La terre, déclare le futur évêque de Brixen, n’est pas le plus vil des corps célestes, et les hommes, les animaux, les végétaux dont elle est l’habitation ne sont pas inférieurs en noblesse à ceux qui habitent le Soleil ou les autres étoiles[1].

Notre philosophe reconnaît, d’ailleurs, que, des êtres qui habitent les divers astres, nous ne pouvons savoir grand-chose. « Nous soupçonnons, dit-il, que les habitants du Soleil sont plus solaires, plus éclairés, illuminés et intellectuels ; nous les supposons plus spirituels que ceux qui se rencontrent dans la Lune et qui sont plus lunatiques ; sur la terre, enfin, ils sont plus matériels et plus grossiers ; en sorte que les êtres de nature intellectuelle qui se trouvent dans le Soleil sont beaucoup en acte et peu en puissance, tandis que les habitants de la terre sont plus en puissance et moins en acte ; quant aux habitants de la Lune, ils flottent entre ces deux extrêmes.

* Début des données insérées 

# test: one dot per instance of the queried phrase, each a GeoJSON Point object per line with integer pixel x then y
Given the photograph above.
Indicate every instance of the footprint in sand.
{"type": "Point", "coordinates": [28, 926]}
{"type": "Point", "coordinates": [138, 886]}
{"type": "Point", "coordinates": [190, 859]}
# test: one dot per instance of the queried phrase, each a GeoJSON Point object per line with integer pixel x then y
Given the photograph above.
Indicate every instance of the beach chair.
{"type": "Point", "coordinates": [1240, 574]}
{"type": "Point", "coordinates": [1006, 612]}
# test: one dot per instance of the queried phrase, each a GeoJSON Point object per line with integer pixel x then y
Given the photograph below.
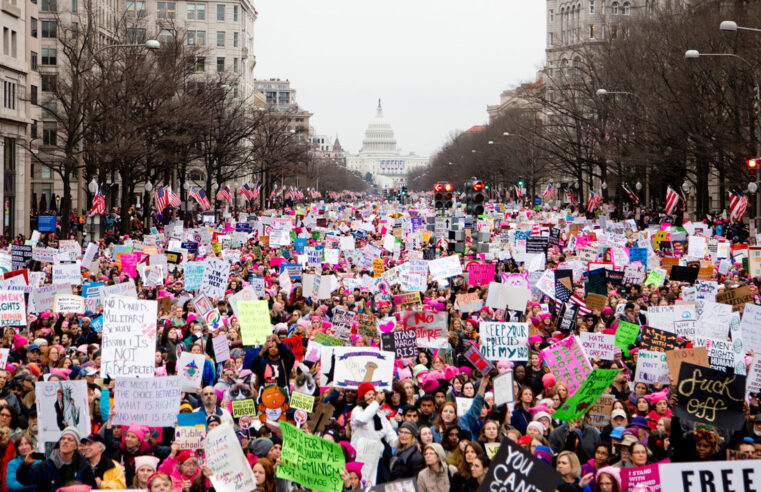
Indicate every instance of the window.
{"type": "Point", "coordinates": [48, 110]}
{"type": "Point", "coordinates": [48, 82]}
{"type": "Point", "coordinates": [9, 94]}
{"type": "Point", "coordinates": [196, 11]}
{"type": "Point", "coordinates": [49, 56]}
{"type": "Point", "coordinates": [48, 29]}
{"type": "Point", "coordinates": [49, 137]}
{"type": "Point", "coordinates": [166, 10]}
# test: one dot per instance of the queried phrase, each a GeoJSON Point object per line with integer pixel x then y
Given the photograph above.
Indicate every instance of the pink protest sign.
{"type": "Point", "coordinates": [567, 362]}
{"type": "Point", "coordinates": [641, 475]}
{"type": "Point", "coordinates": [480, 273]}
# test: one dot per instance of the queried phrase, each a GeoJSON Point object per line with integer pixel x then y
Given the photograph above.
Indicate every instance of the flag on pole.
{"type": "Point", "coordinates": [99, 202]}
{"type": "Point", "coordinates": [738, 202]}
{"type": "Point", "coordinates": [200, 196]}
{"type": "Point", "coordinates": [672, 199]}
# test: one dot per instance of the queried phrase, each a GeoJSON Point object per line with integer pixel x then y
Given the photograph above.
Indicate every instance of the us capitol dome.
{"type": "Point", "coordinates": [380, 156]}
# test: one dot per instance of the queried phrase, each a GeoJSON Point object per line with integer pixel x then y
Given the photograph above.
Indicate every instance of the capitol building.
{"type": "Point", "coordinates": [380, 156]}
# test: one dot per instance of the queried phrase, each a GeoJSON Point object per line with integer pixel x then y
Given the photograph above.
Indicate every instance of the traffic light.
{"type": "Point", "coordinates": [443, 195]}
{"type": "Point", "coordinates": [752, 166]}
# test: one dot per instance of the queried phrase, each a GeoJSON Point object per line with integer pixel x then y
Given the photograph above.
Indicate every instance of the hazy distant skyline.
{"type": "Point", "coordinates": [434, 64]}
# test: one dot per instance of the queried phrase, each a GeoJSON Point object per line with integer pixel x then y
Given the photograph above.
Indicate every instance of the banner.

» Ces opinions nous sont suggérées par l’influence du Soleil, qui est de nature ignée, par celle de la Lune, qui est à la fois aqueuse et aérienne, par la matérielle lourdeur de la terre.

» Il en est semblablement des régions des autres étoiles, car aucune d’elles, croyons-nous, n’est privée d’habitants. »

Lorsque pour la première fois, dans la Chrétienté latine, on entendit parler de la pluralité des mondes habités, on la vit proposée par un théologien qui avait, peu d’années auparavant, pris la parole dans un concile oecuménique ; celui qui, dans un livre bientôt célèbre, cherchait à deviner les caractères des habitants du Soleil et de la Lune, allait être honoré de la confiance des papes qui se succédaient sur la chaire de Pierre ; les plus hautes dignités ecclésiastiques lui étaient réservées. Peut-on souhaiter preuve plus manifeste de l’extrême liberté que l’Église catholique, aù déclin du Moyen Âge, laissait à la méditation du philosophe et aux tentatives du physicien ?

  1. Nicolai de Cusa op. laud., lib. II, cap. XII ; éd. cit., pp. 40-41.